El entendimiento es resultado de meses de negociaciones técnicas y políticas, y tiene como objetivo garantizar el cumplimiento del tratado, al tiempo que se protege el derecho humano al agua y a la alimentación. A través de un comunicado conjunto, las secretarías de Relaciones Exteriores, Agricultura y Medio Ambiente, junto con la Comisión Nacional del Agua, confirmaron el compromiso de México para realizar entregas mínimas anuales conforme a las condiciones hidrológicas de la cuenca y a los mecanismos establecidos en el acuerdo binacional.

Como parte del nuevo esquema, México se comprometió a entregar al menos 350 mil acres-pie de agua por año, equivalentes a 431.7 millones de metros cúbicos, durante el próximo ciclo de cinco años. Este volumen permitirá avanzar en el cumplimiento del tratado mientras se implementa un plan para saldar la deuda acumulada del periodo quinquenal anterior y evitar nuevos déficits hídricos.
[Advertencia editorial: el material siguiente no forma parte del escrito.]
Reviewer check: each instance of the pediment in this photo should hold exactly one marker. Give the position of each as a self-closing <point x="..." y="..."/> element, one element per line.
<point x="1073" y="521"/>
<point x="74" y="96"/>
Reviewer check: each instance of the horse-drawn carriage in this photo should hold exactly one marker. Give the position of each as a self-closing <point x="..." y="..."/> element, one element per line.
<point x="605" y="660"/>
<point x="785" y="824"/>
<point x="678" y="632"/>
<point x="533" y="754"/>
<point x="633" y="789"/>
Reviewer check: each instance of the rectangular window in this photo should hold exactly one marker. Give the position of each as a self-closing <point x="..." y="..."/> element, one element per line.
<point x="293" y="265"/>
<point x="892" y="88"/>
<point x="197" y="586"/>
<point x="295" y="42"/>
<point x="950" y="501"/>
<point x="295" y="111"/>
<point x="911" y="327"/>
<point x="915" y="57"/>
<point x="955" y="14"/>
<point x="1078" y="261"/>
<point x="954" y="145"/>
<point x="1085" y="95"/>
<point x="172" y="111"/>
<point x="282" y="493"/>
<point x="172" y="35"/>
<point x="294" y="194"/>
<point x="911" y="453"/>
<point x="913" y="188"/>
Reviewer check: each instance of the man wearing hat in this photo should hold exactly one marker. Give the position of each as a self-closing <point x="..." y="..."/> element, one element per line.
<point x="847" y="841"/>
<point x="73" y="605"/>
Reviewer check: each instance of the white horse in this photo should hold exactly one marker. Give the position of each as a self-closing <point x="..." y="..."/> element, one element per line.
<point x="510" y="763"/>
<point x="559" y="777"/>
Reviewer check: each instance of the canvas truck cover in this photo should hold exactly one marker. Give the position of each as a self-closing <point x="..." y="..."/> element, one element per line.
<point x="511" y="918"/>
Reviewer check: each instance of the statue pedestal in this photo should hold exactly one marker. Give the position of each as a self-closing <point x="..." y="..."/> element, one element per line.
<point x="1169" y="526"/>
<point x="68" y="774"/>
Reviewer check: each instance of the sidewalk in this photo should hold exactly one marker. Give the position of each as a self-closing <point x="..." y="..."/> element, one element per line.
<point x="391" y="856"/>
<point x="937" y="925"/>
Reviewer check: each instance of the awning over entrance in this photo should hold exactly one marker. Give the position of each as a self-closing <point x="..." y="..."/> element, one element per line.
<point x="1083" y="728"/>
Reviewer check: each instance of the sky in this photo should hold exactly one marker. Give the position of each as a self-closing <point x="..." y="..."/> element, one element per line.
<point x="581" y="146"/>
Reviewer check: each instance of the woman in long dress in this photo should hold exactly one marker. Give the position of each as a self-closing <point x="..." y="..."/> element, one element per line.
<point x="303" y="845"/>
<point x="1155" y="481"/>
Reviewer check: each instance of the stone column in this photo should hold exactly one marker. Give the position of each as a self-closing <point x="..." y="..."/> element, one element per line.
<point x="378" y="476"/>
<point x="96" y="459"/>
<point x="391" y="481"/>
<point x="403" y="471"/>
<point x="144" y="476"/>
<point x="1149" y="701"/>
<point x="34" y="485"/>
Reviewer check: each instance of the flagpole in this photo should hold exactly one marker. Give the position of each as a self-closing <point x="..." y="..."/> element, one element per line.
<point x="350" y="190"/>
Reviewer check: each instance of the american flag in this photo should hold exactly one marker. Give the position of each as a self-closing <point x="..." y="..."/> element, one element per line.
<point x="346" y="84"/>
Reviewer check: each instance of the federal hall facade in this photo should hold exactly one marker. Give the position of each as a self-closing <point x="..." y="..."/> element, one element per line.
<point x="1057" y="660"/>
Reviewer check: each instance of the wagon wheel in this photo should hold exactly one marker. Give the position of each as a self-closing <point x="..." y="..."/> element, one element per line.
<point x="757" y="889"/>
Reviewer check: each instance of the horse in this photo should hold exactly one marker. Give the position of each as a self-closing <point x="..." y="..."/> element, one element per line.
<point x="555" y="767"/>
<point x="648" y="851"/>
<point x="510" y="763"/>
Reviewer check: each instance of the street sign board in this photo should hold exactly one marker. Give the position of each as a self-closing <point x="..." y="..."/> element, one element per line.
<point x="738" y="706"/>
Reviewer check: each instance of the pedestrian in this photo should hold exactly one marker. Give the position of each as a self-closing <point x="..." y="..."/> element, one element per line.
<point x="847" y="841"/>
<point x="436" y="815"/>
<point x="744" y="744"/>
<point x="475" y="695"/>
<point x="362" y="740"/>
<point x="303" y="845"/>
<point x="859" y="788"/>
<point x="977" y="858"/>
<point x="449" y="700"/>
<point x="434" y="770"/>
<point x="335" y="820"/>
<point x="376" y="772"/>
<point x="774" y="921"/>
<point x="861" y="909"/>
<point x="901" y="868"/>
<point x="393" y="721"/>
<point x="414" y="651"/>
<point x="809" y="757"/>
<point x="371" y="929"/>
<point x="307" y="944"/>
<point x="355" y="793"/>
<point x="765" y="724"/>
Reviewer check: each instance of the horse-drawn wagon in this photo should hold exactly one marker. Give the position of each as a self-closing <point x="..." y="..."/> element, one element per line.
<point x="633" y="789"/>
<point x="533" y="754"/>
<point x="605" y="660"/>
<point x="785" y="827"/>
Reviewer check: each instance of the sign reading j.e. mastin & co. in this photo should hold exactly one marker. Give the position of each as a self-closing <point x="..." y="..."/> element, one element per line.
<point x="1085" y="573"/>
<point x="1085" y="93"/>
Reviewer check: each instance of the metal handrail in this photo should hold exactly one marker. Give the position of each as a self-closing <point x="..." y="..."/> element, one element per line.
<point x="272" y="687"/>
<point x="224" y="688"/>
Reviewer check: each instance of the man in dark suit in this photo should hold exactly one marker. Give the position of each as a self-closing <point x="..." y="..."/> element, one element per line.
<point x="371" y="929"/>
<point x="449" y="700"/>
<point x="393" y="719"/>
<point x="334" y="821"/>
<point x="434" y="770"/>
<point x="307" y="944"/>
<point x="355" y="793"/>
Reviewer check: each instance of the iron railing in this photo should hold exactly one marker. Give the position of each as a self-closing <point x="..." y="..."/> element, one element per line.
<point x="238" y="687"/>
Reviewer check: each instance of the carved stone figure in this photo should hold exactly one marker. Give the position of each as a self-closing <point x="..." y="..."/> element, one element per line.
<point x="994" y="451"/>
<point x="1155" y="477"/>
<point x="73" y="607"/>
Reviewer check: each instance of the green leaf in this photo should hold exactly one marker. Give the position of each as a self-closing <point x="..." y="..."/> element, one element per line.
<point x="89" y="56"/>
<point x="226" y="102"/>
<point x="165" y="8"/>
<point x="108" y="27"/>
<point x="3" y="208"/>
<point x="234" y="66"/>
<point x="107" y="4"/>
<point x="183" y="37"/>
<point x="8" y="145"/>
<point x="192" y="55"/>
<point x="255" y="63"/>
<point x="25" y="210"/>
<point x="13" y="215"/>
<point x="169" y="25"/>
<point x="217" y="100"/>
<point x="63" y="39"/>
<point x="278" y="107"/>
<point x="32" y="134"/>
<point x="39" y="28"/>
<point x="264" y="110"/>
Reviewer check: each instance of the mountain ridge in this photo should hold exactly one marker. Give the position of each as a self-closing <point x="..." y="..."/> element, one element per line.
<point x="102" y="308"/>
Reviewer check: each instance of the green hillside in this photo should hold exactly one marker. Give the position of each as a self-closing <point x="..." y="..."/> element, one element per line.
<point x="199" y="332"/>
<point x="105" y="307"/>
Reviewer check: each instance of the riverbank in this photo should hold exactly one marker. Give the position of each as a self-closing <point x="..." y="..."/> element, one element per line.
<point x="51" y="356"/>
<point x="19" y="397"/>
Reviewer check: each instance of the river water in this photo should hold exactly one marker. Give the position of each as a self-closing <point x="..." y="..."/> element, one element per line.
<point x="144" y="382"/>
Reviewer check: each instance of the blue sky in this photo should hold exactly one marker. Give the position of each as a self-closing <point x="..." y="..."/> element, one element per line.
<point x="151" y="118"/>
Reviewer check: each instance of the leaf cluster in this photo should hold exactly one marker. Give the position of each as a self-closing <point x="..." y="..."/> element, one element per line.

La presidenta Claudia Sheinbaum informó que el acuerdo fue construido en coordinación con los gobernadores de los estados del norte del país, con el fin de diseñar un esquema de afectación mínima que permita cumplir con los compromisos internacionales sin comprometer el abasto interno. Entre las entidades involucradas se encuentran Chihuahua, Coahuila, Tamaulipas, Nuevo León y Sonora, regiones que dependen en gran medida del río Bravo para el consumo humano y las actividades productivas.

El plan técnico acordado contempla una gestión más ordenada del recurso, reuniones mensuales de seguimiento y acciones de planeación de largo plazo que incluyen infraestructura, adaptación al cambio climático y una distribución más previsible del agua. Autoridades mexicanas subrayaron que el Tratado de 1944 continúa siendo un instrumento clave para salvaguardar los intereses nacionales y la estabilidad agrícola.

Desde Estados Unidos, funcionarios señalaron que el acuerdo fortalece la seguridad hídrica del sur de Texas y beneficia a agricultores y ganaderos del Valle del Bajo Río Grande, en una región afectada por la caída histórica de los niveles del río, la sobreexplotación y la contaminación del afluente.